Another way revenue is being spent is through an increase in executive compensation. Blue Cross and Blue Shield CEO Michael Guyette took in $2.9 million in total compensation in 2014. Even more egregious are the earnings of the CEO of the for-profit United Health Group, which is headquartered in Minnetonka. The Star Tribune reported that United Health Group CEO Stephen Hemsley took in over $66 million in total compensation during 2014.

Although for-profits aren't allowed to sell insurance directly in Minnesota, United Health has a huge business here. The company sells its services to every major health plan and health system in the state. As the Star Tribune reported, United Health "…runs 24-hour nurse hotlines, manages prescription drugs, sets up electronic medical records and even owns a bank that handles health savings accounts.”

I’ve heard insurance companies say that health insurance is expensive because healthcare is expensive. Let’s be honest. Health insurance is expensive because reserves, executive pay and profits are expensive. I didn’t even mention administrative costs.

A lot more people could lead healthier lives if all of that money was used to provide actual healthcare for everyday, working people. If we want to see farmers and rural communities thrive, we need a health insurance system and a healthcare system that works for people, not corporations.

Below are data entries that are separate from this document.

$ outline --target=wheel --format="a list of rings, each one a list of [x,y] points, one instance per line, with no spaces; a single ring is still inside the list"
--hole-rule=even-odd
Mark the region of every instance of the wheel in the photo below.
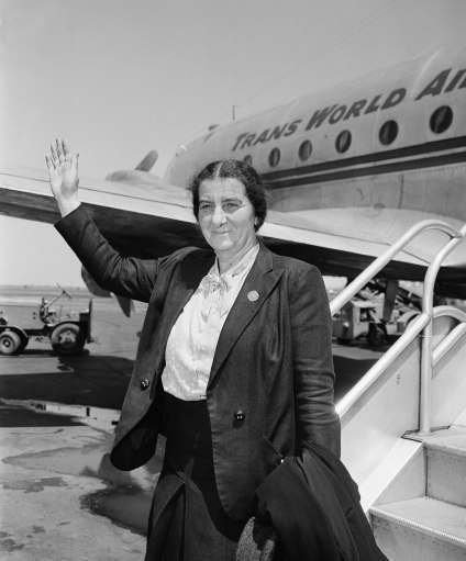
[[[382,324],[370,324],[367,333],[367,341],[370,347],[381,347],[387,343],[387,332]]]
[[[21,343],[20,343],[20,348],[18,349],[18,354],[22,352],[26,347],[27,347],[27,343],[29,343],[29,337],[25,336],[24,334],[21,335]]]
[[[60,324],[51,335],[52,348],[58,355],[77,355],[82,350],[85,340],[76,324]]]
[[[5,330],[0,334],[0,354],[14,355],[21,348],[21,337],[15,332]]]

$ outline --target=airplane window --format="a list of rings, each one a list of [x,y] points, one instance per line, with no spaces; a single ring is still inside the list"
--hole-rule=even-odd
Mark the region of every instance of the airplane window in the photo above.
[[[453,111],[448,105],[437,108],[431,116],[431,131],[435,134],[444,133],[453,121]]]
[[[379,141],[384,146],[391,144],[398,136],[398,123],[396,121],[387,121],[379,131]]]
[[[278,166],[278,164],[280,162],[280,150],[278,148],[274,148],[273,150],[270,150],[270,154],[268,155],[268,162],[273,168],[275,168],[275,166]]]
[[[336,152],[340,152],[340,154],[343,154],[350,148],[351,145],[351,132],[350,131],[342,131],[335,141],[335,148]]]
[[[301,161],[306,161],[311,157],[312,154],[312,143],[311,141],[304,141],[301,143],[301,146],[299,147],[299,159]]]

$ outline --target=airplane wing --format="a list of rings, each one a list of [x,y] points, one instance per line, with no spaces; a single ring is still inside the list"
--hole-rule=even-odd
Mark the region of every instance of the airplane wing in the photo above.
[[[191,210],[190,193],[151,173],[131,182],[80,180],[80,200],[99,228],[123,255],[151,258],[188,245],[206,246]],[[59,220],[44,171],[0,172],[0,213],[38,222]],[[317,265],[322,273],[354,277],[412,224],[444,216],[399,209],[345,207],[269,211],[260,229],[275,251]],[[459,227],[459,221],[454,223]],[[382,271],[386,278],[422,280],[445,235],[423,233]],[[464,244],[465,245],[465,244]],[[466,247],[459,246],[440,273],[446,295],[466,298]]]

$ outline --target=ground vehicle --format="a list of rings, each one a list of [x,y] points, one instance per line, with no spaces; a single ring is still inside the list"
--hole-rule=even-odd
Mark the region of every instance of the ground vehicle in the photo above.
[[[92,300],[84,312],[52,307],[58,299],[71,298],[66,290],[49,302],[0,300],[0,355],[18,355],[31,337],[48,337],[59,355],[76,355],[91,343]]]
[[[419,310],[396,307],[390,322],[382,322],[382,299],[351,300],[333,317],[333,335],[337,343],[351,343],[365,336],[371,347],[380,347],[388,336],[401,335]]]

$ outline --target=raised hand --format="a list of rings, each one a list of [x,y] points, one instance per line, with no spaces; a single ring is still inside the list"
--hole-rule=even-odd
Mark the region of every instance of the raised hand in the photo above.
[[[52,193],[62,216],[79,205],[78,199],[78,154],[71,154],[65,141],[56,139],[45,155]]]

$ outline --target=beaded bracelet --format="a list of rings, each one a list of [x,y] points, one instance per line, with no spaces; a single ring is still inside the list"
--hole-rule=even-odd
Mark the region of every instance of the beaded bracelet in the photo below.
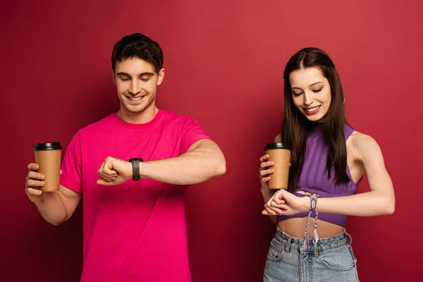
[[[304,243],[302,246],[304,247],[308,247],[308,227],[309,227],[309,221],[310,219],[310,215],[312,212],[316,212],[316,222],[314,223],[314,232],[313,232],[313,244],[317,244],[317,241],[319,241],[319,236],[317,235],[317,216],[319,216],[319,212],[317,211],[317,198],[320,197],[320,196],[317,194],[309,194],[308,195],[310,197],[310,212],[309,212],[309,215],[307,217],[307,223],[305,225],[305,232],[304,233]]]

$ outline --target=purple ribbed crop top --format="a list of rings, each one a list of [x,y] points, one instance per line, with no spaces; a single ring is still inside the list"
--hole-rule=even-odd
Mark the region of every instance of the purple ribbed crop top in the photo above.
[[[348,125],[345,125],[345,140],[348,139],[353,131],[354,130],[350,126]],[[346,173],[350,178],[348,183],[341,185],[335,184],[333,182],[335,174],[333,168],[332,168],[331,178],[328,178],[328,173],[326,170],[328,149],[323,140],[323,123],[316,123],[314,125],[314,127],[308,133],[306,144],[305,158],[304,159],[302,171],[300,176],[297,191],[304,190],[311,193],[316,193],[321,197],[349,196],[357,192],[357,188],[361,179],[357,183],[354,183],[348,165]],[[307,196],[295,192],[295,191],[293,191],[293,193],[298,197]],[[319,209],[319,200],[317,200],[317,209]],[[290,216],[278,216],[277,221],[307,216],[308,212]],[[345,227],[347,216],[319,212],[319,220]]]

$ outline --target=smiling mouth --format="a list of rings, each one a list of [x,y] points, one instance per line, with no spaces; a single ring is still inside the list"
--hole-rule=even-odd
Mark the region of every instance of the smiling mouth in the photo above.
[[[140,101],[142,98],[144,98],[147,95],[139,96],[139,97],[133,97],[133,96],[126,96],[126,98],[129,99],[131,101]]]
[[[317,111],[319,111],[319,109],[320,109],[320,107],[321,106],[321,105],[319,105],[319,106],[314,106],[312,108],[302,108],[304,109],[304,111],[305,112],[305,114],[307,114],[307,115],[313,115],[316,113],[317,113]]]
[[[316,106],[312,107],[312,108],[304,109],[304,110],[305,111],[308,111],[309,113],[313,113],[313,112],[317,111],[317,109],[319,108],[320,108],[320,106],[321,106],[321,105],[319,105],[319,106]]]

Joe Kriegl has been a Land Stewardship Project member for over 15 years and currently serves on the organization's Healthcare Organizing Committee. He grew up on a dairy farm outside of Baraboo, Wis., and earned an agricultural degree from the University of Wisconsin-River Falls. From 1964-1966, he was part of an agricultural team, working alongside educators and community health workers, for the International Voluntary Services in Vietnam. From 1982-2000, he owned and operated Blomkest Fertilizer in Blomkest, Minn. He currently is retired and lives with his wife in Redwood Falls, Minn.